CHAIRMAN KASS: Okay. I think there are
people who are also in the midst of developing their own thoughts
in relation to Dr. Hyman's presentation. And Paul and
others, if you'd be so inclined, a couple of paragraphs
leading to some kind of question, we would welcome them at
the office, and we can send them on to him and see if we can
elicit from him some further elaboration on some of the things
of concern to us.
Let me turn to --
DR. FOSTER: Leon, let -- could I just
CHAIRMAN KASS: Please, Dan.
DR. FOSTER: I want to sort of give a reference
for the library that people might have here, because one of
the things we talked about in the last hour was the issue,
the moral issue of one struggling without the help of drugs
and so forth in mental illness, and maybe some of you have
seen it, but Leon Rosenberg, who happens to be a close friend
of mine, Leon Rosenberg has published his experience with
manic depressive illness. Leon was a Dean at Yale Medical
School for 10 years, and now works at Princeton, and Robby
probably knows him in molecular biology and so forth. He
published an article called "Brainsick", and it's
in Cerebrum, Vol. IV. I can't remember the pages,
last year.
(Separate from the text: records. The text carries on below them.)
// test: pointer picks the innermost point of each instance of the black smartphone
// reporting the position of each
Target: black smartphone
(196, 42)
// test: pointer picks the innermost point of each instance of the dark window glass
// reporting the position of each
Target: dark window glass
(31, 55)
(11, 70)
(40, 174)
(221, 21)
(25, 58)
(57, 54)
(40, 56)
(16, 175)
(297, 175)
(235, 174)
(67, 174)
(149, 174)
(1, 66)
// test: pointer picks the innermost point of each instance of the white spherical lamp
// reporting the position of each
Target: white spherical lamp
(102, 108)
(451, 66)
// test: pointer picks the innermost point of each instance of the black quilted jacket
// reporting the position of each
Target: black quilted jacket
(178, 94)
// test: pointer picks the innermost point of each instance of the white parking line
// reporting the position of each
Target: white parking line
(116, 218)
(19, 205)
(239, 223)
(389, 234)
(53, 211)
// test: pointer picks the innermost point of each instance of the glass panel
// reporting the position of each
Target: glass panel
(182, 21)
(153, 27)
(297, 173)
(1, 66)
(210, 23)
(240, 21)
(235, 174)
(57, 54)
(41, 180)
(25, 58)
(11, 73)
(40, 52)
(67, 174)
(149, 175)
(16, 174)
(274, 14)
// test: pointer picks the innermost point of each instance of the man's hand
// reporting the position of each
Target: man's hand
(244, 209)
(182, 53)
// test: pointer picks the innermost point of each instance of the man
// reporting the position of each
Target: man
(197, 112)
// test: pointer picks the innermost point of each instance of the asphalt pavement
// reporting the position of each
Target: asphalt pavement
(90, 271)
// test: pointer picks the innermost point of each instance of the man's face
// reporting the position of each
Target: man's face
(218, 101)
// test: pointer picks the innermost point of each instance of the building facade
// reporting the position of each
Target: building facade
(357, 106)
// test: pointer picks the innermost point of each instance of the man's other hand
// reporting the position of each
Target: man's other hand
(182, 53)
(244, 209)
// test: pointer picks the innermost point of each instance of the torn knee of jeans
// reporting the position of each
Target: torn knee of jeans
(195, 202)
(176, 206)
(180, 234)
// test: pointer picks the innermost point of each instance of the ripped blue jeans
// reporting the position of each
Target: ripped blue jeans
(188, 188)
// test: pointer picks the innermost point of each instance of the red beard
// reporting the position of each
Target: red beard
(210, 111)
It's one of the most remarkable documents
that I have ever read, a confession about a struggle from
youth, ending up finally in a suicide attempt in which ultimately
then somebody who struggled against this for life, was a great
investigator, became the Dean of Yale, and all these things,
trying to fight this alone, and eventually succumbed and surrendered
to a suicide, requiring ultimately electroconvulsive therapy
and Lithium and so forth. It also is a familial, as he outlines,
it's a familial illness, and it simply emphasizes to me
the difference between a highly moral struggle to try to do
it by one's own in an illness which ultimately requires
medical therapy. And so it's heroic in one sense, and
in another sense it's a tragedy. I mean, not that he
didn't achieve everything, but he might have had a happier
life if he could have done that. So I simply wanted, if you
haven't seen it. It's a rather obscure journal, and
so -- but I thought it would be an interesting article to
put into the archives of the library that the Council is putting
CHAIRMAN KASS: Yeah. Thank you, Dan.
We'll find it and actually circulate it to members.
DR. FOSTER: Yeah. Leon Rosenberg is the
author. It's called "Brainsick" in Cerebrum.